Où dans la Bible- Jésus déclare-t-il qu’il est Dieu- sans aucune ambiguïté ? [Marc]

En prenant de manière littérale la question, les livres auxquels il faudrait se référer, c’est-à-dire ceux où Jésus parle lui-même et de lui-même, sont les quatre évangiles.

Et dans les évangiles, nous ne trouvons pas, c’est vrai, de déclaration claironnante par Jésus de sa divinité, dans le genre : « Poussez-vous, je suis Dieu ». Mais il ne faut pas tirer de conclusions hâtives de ce constat, qui appelle plusieurs remarques :

  1. Une telle déclaration de divinité ne correspond pas au ministère du Christ sur terre, où il est avant tout serviteur, dans un geste d’abaissement (Mc 10, 45 ; Ph 2, 6-8). C’est la raison pour laquelle Jésus parle plutôt de lui comme « Fils de l’homme » (et jamais explicitement comme Fils de Dieu). Sa divinité et sa gloire (qui est celle de Dieu) sont voilées, si bien qu’il demande même aux disciples de ne pas révéler qu’il est le Christ (Mt 16, 20). La logique de sa vie veut que la pleine révélation de son identité n’intervienne qu’après la résurrection.
  2. Jésus laisse toutefois de sérieux indices de sa nature divine. Il se présente comme Fils du Père, et pas seulement, comme enfant de Dieu, titre auquel tous les croyants peuvent aspirer : « tout m’a été remis par mon Père, et personne ne connaît le Fils, sinon le Père, personne ne connaît non plus le Père, sinon le Fils » (Mt 11, 27 ; Lc 10, 21-22 ; aussi Lc 2, 49) ; ou « toi, Père, tu es en moi et moi en toi » (Jean 17, 21). Cette communion du Père et du Fils est particulièrement soulignée par l’évangéliste Jean. Par ailleurs, Jésus exerce une autorité proprement divine et la revendique, sur les êtres humains en pardonnant les péchés (Mc 2,10), sur les puissances spirituelles (Lc 11, 20), mais aussi sur les éléments naturels (Mt 8, 23 et sv). Sa vie accomplit l’Ecriture, ce qu’aucun être humain ne peut prétendre faire (Lc 4, 21). En annonçant sa résurrection, Jésus se présente comme maître de la vie et de la mort (Mc 8, 31). Les indices sont donc sérieux !
  3. Une dernière remarque : l’auto-révélation de Jésus comme Dieu n’est pas le seul canal pour le connaître en tant que tel. Tous les témoignages contenus à ce sujet dans le Nouveau Testament sont plus que des paroles humaines, puisque nous croyons ces écrits inspirés. A chaque fois que Jésus est appelé Seigneur, sa divinité est confessée et le Saint Esprit nous invite à mettre pleinement notre foi dans ces témoignages.

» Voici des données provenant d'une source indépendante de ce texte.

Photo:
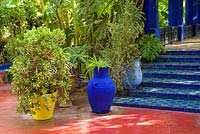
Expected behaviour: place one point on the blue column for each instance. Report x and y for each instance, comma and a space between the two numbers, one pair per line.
150, 10
199, 12
175, 17
192, 14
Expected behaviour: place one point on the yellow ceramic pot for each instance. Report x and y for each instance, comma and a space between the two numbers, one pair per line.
43, 113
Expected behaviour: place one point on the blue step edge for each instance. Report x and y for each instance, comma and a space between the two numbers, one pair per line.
170, 85
158, 107
182, 52
163, 95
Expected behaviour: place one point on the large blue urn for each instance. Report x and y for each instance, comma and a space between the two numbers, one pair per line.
101, 91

Où se situe la frontière entre l’amour de soi qui élève et le narcissisme qui enferme ? [Ludivine]

Dans l’humilité ! L’amour de soi qui élève est le fruit de l’amour de Dieu, que je reçois en prenant conscience que je suis pour rien dans le fait que Dieu même. Je ne mérite pas cet amour ! Mais Dieu m’aime et cet amour est souverain, il est le plus vrai et le plus fort amour que je puisse recevoir. Dès lors, je n’ai pas à développer une fierté narcissique mais bien plutôt une reconnaissance qui me pousse à aimer Dieu et les autres en retour.

Le pasteur qui m’a remise sur la voie de Dieu va partir en retraite ; je ne veux pas perdre l’intensité de mes liens avec notre Dieu ! [Véronique]

C’est un souci louable ! Car ce qui compte, ce sont bien ces liens avec Dieu, plus que ceux avec un pasteur ou toute autre personne chrétienne.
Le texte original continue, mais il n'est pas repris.